That's pretty much the way the story goes. There were supposedly long underground passages/caves, with stairways that had been built.

It's doubtful that the American Indians ever did anything with gold, as they just didn't care about it. While the early technology in the Americas implies little was done with metals, there is evidence that knowledge of metals did exist (bronze casting in pyramids in Mexico, for example, and the copper mines in the north central US). The Indians simply didn't care. Who did the work remains an open question, assuming that the story is true.

If one were interested in finding lost mines, etc., there are many other stories that have been verified, at least in part. The Lost Arches of the Mojave have been discovered many times, but it seems that landmarks and such that are left either disappear or cannot be found again. Yet there are at least a half dozen verifiable stories of miners that found Lost Arches.

The Spanish did a lot of discovery work in the southwest, more often with refractory ores than placer, but when the US was in expansion, most of the mines were blown because the operators didn't want the US to acquire that wealth. Further, the ores that we know of were difficult to refine, and the Mexicans/Spanish used an unknown method. Many arrastras and associated equipment have been found, but the methods are still unknown. (An arrastra is a grinding apparatus used for crushing ore.) It is possible that the bullion in the cave in NM is the result of one of these operations.

Besides Lost Arches, the Pegleg is presumably lost, though there is one record of a fellow who sent a nugget to a newspaper, claiming he had found the Pegleg. Another was a deposit covered by a landslide somewhere in Modoc County, CA. Another is a hearsay of some miners who worked the beaches near Gold Beach OR, buried their gold in coffee tins somewhere on the beach, but were murdered by highwaymen when they went for supplies. Henry Plummer, outlaw sheriff in Bannack, MT, is reported to have buried his robbed fortune (some $20 million in gold) in several caches near Bannack/Grasshopper Creek. The Plummer gang was captured by vigilantes and all but one were hung; Plummer never disclosed the location of his ill-gotten gains, and he was the only one who knew the location.

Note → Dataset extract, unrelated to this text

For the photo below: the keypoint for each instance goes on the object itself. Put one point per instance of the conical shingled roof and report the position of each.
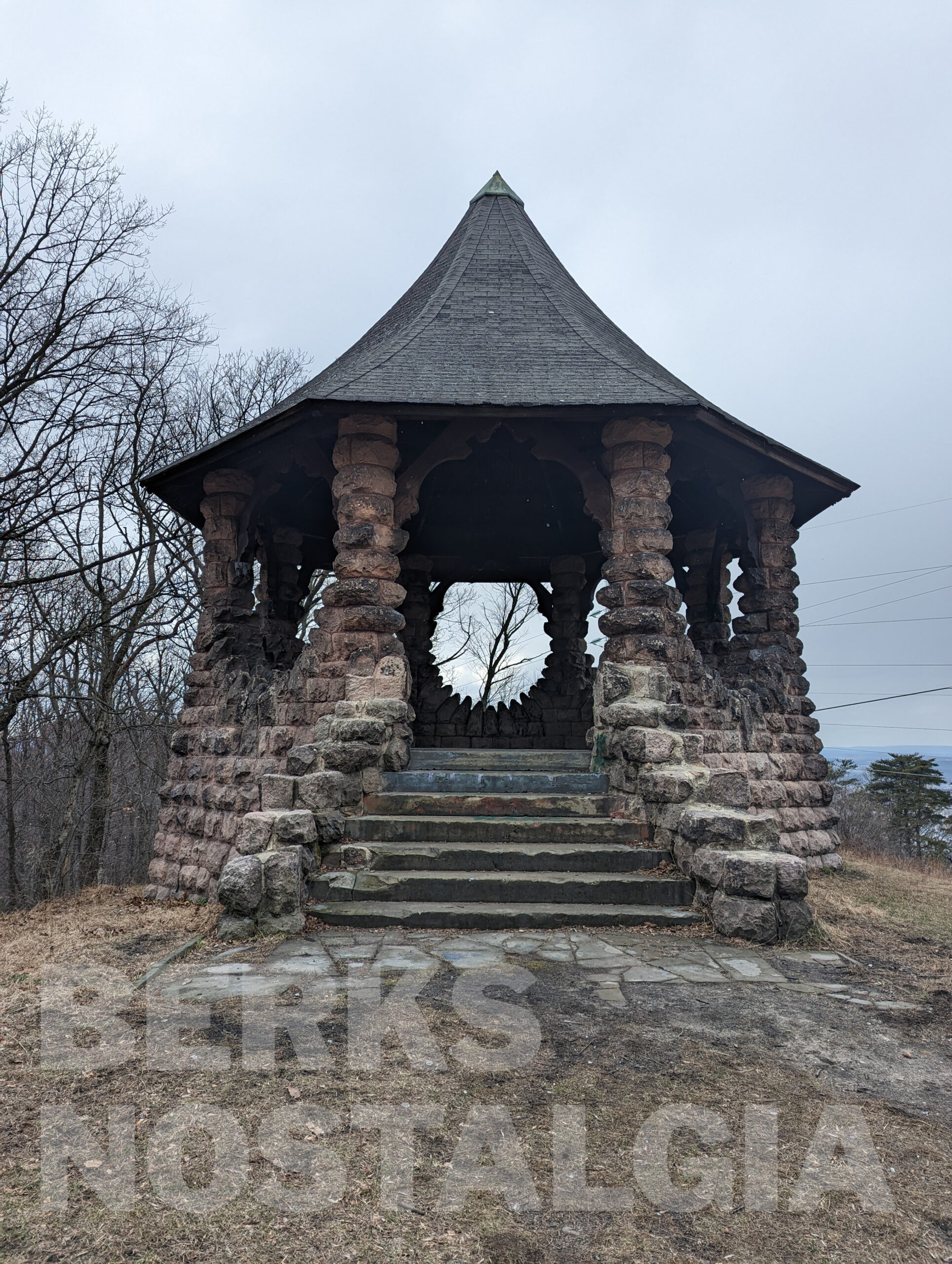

Alder Gulch MT has many lost or undiscovered veins of gold; there were hundreds, if not thousands, of outcrops with quartz/gold in the gulch, and the reports claim that more gold was taken in a shorter time in the gulch than anywhere else in the world.

East of Great Falls MT, there are reports of a small gulch that contains the only known deposit of garnet laced with gold, but no one knows exactly where it is. The samples from the gulch have sold for as much as $12,000/troy ounce to collectors, but few are available to analyze, and those have been cleaned up so it's almost impossible to get much geological data and find the deposit.

Along the Klamath in CA, one of the creeks on the north side of the watershed contains turquoise laced with gold. Not much of this has been found, but enough to indicate a larger deposit lies up the creek.

Several lost mines can be traced into the northwest corner of Arizona.

And all these are more verifiable than the NM caves. So if you're looking for gold, go to the places it has already been found, or look for lost mines whose existence is more thoroughly proved.